L'économie sociale et solidaire, en second lieu, regroupe les organisations privées ou publiques (entreprises, coopératives, associations, mutuelles ou fondations) qui cherchent à concilier activité économique et utilité sociale. Ce secteur représentait en 2011 près de 10 % des emplois en France.

Sur la suggestion de Corinne Bouchoux, la délégation souhaite qu'une étude puisse être diligentée sur l'application au secteur des jeux et jouets des principes de l'économie circulaire et de l'économie sociale et solidaire.


* 26 Cité par le site The Local.

* 27 Mona Zegaï, op. cit.

* 28 Cofondé par la fondatrice et ancienne porte-parole d'Osez le féminisme, Caroline de Haas, « Macholand.fr » invite les internautes à dénoncer les propos sexistes qu'ils relèvent à la radio, à la télévision, dans les journaux ou dans leur environnement quotidien.
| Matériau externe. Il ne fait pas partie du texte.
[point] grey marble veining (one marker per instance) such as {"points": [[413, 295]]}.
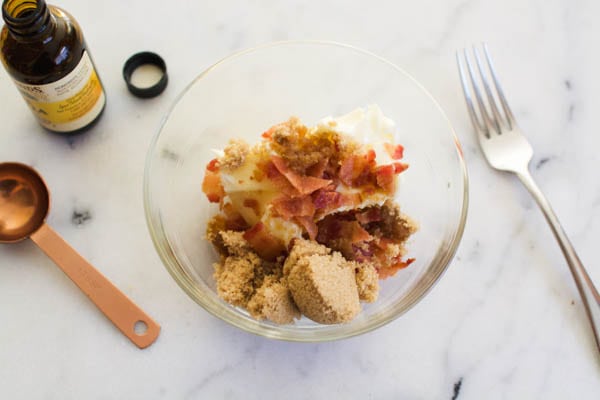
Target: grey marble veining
{"points": [[504, 322]]}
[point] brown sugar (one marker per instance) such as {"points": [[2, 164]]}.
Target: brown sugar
{"points": [[234, 154], [235, 278], [324, 288], [367, 282], [274, 302]]}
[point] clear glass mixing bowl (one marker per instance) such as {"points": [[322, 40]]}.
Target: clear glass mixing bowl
{"points": [[246, 93]]}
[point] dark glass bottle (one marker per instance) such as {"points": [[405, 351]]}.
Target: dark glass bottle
{"points": [[43, 50]]}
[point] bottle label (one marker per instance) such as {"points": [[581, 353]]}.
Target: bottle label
{"points": [[70, 103]]}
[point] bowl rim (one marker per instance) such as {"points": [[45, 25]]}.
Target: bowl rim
{"points": [[161, 243]]}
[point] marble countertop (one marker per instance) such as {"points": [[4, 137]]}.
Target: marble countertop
{"points": [[504, 322]]}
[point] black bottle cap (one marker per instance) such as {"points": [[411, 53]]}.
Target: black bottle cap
{"points": [[145, 58]]}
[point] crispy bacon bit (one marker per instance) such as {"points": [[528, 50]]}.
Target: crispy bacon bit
{"points": [[211, 186], [309, 225], [213, 165], [280, 181], [332, 228], [252, 204], [304, 184], [362, 253], [396, 152], [289, 207], [368, 216], [385, 177], [387, 271], [326, 199], [358, 170], [317, 170], [399, 167], [266, 245], [233, 220]]}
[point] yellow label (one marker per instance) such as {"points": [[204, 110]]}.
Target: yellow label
{"points": [[69, 103]]}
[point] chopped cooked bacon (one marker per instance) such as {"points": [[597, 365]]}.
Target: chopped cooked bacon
{"points": [[317, 170], [396, 152], [252, 204], [304, 184], [387, 271], [233, 219], [368, 216], [289, 207], [211, 186], [357, 170], [263, 242], [385, 177], [213, 165], [362, 253], [309, 225], [399, 167], [280, 181], [326, 199], [332, 228]]}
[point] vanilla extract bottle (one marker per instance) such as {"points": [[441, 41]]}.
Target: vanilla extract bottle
{"points": [[43, 49]]}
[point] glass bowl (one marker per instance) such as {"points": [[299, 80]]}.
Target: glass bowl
{"points": [[243, 95]]}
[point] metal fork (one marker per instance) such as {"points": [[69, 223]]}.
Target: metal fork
{"points": [[506, 149]]}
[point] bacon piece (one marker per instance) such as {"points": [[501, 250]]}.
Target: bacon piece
{"points": [[211, 186], [358, 170], [400, 167], [385, 177], [263, 242], [280, 181], [309, 225], [396, 152], [362, 253], [213, 165], [387, 271], [317, 170], [253, 205], [334, 228], [233, 220], [326, 199], [304, 184], [350, 199], [289, 207], [368, 216]]}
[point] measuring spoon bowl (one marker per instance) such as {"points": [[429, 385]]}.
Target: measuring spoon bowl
{"points": [[24, 205]]}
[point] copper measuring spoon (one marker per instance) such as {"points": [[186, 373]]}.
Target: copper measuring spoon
{"points": [[24, 205]]}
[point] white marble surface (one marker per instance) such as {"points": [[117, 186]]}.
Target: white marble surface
{"points": [[505, 321]]}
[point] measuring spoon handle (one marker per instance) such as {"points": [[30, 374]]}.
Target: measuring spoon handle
{"points": [[123, 312]]}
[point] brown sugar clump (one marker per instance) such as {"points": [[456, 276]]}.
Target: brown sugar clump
{"points": [[303, 248], [235, 277], [274, 302], [324, 288], [245, 280], [234, 154], [367, 281]]}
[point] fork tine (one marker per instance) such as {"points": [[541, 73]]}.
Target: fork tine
{"points": [[482, 109], [467, 93], [497, 118], [505, 106]]}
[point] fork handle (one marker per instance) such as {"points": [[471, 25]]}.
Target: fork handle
{"points": [[587, 290]]}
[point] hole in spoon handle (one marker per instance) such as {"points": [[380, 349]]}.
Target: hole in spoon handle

En savoir plus sur : www.lexpress.fr/actualite/medias/macholand-fr-le-site-anti-machos_1611411.html#hFs78WVHeho7IvuA.994

* 29 Rapport sur l'égalité entre les filles et les garçons dans les modes d'accueil de la petite enfance, remis par Brigitte Grésy et Philippe Georges en décembre 2012.

* 30 Selon Michel Maggio, auditionné le 20 novembre 2014, il serait publié chaque année sur ce site un million d'annonces concernant des jouets.